Not wanting to tell her about Stall Crag, I said vaguely, “Oh, I read it somewhere. And what’s pulling the possibilities? That’s another thing I read.”

“It’s something that would take ages to explain and I haven’t time,” Anthea said, bending over her notes again. “You don’t seem to understand that I’m working for an exam that could change my entire life!”

“When are you going to get lunch then?” I asked.

“Isn’t that just my life in a nutshell !” Anthea burst out. “I do all the work round here and help in the shop twice a week, and nobody even considers that I might want to do something different! Go away!”

You didn’t mess with Anthea when she got this fierce. I went away and tried to ask Mum instead. I might have known that would be no good.

Mum has this little bare room with creaking floorboards half a floor down from my bedroom, with nothing in it much except dust and stacks of paper. She sits there at a wobbly table, hammering away at her old typewriter, writing books and magazine articles about Women’s Rights. Uncle Alfred had all sorts of smooth new computers down in the back room where Miss Silex works, and he was always on at Mum to change to one as well. But nothing will persuade Mum to change. She says her old machine is much more reliable. This is true. The shop computers went down at least once a week – this, Uncle Alfred said, was because of the activities up at Stallery – but the sound of Mum’s typewriter is a constant hammering, through all four floors of the house.

She looked up as I came in and pushed back a swatch of dark grey hair. Old photos show her looking rather like Anthea, except that her eyes are a light yellow-brown, like mine, but you would never think her anything like Anthea now. She is sort of faded and she always wears what Anthea calls “that horrible mustard coloured suit” and forgets to do her hair. I like that.

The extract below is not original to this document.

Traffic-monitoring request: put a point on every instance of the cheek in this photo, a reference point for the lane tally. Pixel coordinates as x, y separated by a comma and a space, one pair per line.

She’s always the same, like the cathedral, and she always looks over her glasses at me the same way. “Is lunch ready?” she asked me.

“No,” I said. “Anthea’s not even started it.”

“Then come back when it’s ready,” she said, bending to look at the paper sticking up from her typewriter.

“I’ll go when you tell me what pulling the possibilities means,” I said.

“Don’t bother me with things like that,” she said, winding the paper up so that she could read her latest line. “Ask your uncle. It’s only some sort of magicians’ stuff. What do you think of ‘disempowered broodmares’ as a description? Good, eh?”

“Great,” I said. Mum’s books are full of things like that. I’m never sure what they mean. That time I thought a disempowered broodmare was some sort of weak nightmare, and I went away thinking of all her other books, called things like Exploited for Dreams and Disabled Eunuchs . Uncle Alfred had a whole table of them down in the shop. One of my jobs was to dust them, but he almost never sold any, no matter how enticingly I piled them up.

I did lots of jobs in the shop, unpacking books, arranging them, dusting them, and cleaning the floor on the days Mrs Potts’ nerves wouldn’t let her come. Mrs Potts’ nerves were always bad on the days after she had tried to tidy Uncle Alfred’s workroom. The shop, and the whole house, used to echo then with shouts of “I told you just the floor , woman! You’ve ruined that experiment! And you’re lucky not to be a goldfish! Touch it again and you’ll be a goldfish!”